Milligan has acquired a long-leasehold and the development rights to the scheme from the Walton Group, which worked up a number of multi-level plans for the property.
Local planners have approved Milligan's revised plans for a two-level, open street scheme, which will provide 50 shop units. Walton Group will receive a proportion of Met Quarter's rental income as ground rent.
The Met Quarter, aimed at fashion and homewares retailers, is due to open in spring 2005, three years before Grosvenor's£750 million Paradise Street development, which will provide the city centre with 1.6 million sq ft (148,000 sq m) of retail space.
Milligan chief executive John Milligan said: 'A lot of retailers don't want to wait and want to get in now. There are also retailers that don't like big centres because they get their identity swamped.'
The Met Quarter could cost up to£20 million to construct and be worth£70 million when completed.
Milligan made its debut into the retail property market with the acquisition of Manchester's Triangle shopping centre last year.
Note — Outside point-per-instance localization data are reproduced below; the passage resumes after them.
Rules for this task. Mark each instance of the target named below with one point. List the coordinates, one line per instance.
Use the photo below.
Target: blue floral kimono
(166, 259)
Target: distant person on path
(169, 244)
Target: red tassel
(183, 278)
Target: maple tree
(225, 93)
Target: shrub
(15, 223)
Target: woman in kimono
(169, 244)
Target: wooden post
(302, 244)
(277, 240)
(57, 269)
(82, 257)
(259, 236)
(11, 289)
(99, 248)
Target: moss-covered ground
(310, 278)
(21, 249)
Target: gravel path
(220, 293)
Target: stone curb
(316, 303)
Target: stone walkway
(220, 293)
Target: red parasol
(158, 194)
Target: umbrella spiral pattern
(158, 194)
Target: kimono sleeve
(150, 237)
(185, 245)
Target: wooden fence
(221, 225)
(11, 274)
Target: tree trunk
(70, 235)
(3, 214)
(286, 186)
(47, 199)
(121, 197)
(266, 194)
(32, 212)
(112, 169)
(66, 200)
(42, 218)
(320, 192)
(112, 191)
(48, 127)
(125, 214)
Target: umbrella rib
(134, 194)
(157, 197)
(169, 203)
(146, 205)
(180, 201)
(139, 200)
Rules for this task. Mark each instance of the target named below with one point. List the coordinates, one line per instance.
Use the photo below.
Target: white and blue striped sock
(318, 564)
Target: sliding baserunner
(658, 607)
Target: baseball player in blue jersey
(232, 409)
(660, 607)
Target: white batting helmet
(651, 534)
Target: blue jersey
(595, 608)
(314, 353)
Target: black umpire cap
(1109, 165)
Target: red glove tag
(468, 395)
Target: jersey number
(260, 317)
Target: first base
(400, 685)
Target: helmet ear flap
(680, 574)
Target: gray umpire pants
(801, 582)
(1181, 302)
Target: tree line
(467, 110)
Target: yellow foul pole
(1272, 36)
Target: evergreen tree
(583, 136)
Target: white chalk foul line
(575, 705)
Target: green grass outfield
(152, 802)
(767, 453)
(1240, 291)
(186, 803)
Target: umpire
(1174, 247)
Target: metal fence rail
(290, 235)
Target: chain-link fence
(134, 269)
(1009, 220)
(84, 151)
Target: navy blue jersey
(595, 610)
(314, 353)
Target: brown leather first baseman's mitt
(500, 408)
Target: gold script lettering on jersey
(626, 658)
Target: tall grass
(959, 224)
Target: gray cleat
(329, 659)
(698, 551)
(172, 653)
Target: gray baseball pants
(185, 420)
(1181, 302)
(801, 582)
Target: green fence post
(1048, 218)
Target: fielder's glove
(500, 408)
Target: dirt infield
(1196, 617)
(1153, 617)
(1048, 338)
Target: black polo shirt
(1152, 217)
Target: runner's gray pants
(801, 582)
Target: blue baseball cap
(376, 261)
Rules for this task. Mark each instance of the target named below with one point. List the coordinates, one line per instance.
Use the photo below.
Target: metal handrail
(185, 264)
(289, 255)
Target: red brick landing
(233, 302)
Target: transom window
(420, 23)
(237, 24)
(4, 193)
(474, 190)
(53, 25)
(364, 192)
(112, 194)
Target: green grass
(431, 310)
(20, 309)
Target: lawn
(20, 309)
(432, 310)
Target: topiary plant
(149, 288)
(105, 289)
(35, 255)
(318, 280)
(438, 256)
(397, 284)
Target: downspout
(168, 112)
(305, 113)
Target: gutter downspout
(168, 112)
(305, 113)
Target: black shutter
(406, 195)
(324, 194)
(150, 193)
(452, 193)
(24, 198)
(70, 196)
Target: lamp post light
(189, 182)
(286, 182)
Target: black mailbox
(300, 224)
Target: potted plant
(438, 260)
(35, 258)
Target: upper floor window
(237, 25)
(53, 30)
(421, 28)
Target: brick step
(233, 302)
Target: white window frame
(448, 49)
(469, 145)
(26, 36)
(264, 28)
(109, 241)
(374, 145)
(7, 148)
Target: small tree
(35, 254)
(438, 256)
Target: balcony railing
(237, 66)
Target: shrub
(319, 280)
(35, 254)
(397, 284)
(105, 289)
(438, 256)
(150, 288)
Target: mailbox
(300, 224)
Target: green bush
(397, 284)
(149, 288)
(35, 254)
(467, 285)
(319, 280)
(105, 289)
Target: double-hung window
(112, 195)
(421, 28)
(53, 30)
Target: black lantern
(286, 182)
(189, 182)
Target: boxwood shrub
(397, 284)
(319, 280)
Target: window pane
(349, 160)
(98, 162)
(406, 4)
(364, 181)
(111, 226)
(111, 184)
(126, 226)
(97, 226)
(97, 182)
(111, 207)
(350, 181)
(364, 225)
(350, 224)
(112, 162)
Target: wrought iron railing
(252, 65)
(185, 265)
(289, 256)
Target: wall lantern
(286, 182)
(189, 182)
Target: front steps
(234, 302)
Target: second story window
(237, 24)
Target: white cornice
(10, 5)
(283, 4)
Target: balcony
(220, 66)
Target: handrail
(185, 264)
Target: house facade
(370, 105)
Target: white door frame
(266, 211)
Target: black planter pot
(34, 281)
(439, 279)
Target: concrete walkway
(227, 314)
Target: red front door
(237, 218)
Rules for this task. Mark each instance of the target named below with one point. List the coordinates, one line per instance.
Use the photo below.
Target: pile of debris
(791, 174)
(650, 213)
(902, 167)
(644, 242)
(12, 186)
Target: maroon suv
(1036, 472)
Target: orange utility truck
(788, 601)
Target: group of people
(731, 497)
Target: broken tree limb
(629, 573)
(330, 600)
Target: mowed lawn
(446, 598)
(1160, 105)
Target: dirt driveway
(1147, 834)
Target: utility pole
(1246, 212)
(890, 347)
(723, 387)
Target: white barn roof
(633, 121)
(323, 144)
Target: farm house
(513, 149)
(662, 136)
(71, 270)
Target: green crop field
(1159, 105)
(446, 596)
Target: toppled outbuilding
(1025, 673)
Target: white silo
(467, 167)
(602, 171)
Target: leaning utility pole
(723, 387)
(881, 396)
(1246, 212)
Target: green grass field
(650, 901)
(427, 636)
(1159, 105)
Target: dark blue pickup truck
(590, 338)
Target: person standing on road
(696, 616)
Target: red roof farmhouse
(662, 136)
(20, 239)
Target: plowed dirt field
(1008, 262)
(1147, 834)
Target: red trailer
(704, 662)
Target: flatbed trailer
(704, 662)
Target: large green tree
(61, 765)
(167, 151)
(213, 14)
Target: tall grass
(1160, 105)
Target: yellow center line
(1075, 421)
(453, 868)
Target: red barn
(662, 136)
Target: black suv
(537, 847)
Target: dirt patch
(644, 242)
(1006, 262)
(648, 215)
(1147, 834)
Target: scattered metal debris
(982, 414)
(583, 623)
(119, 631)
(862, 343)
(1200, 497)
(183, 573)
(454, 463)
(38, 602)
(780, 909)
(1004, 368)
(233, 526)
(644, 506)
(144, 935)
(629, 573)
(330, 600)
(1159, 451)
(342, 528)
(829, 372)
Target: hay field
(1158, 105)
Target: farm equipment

It is currently seeking sites for new shopping centre-type developments devoted to the home, after a proposed tie-up with German-branded shopping centre operator Stilwerk fell through.
The company, which is backed by Richardson Developments and Joe Kaempfer, the driving force behind MacArthurGlen, is also evaluating a development opportunity in Rome and acquisition of a shopping centre in Barcelona.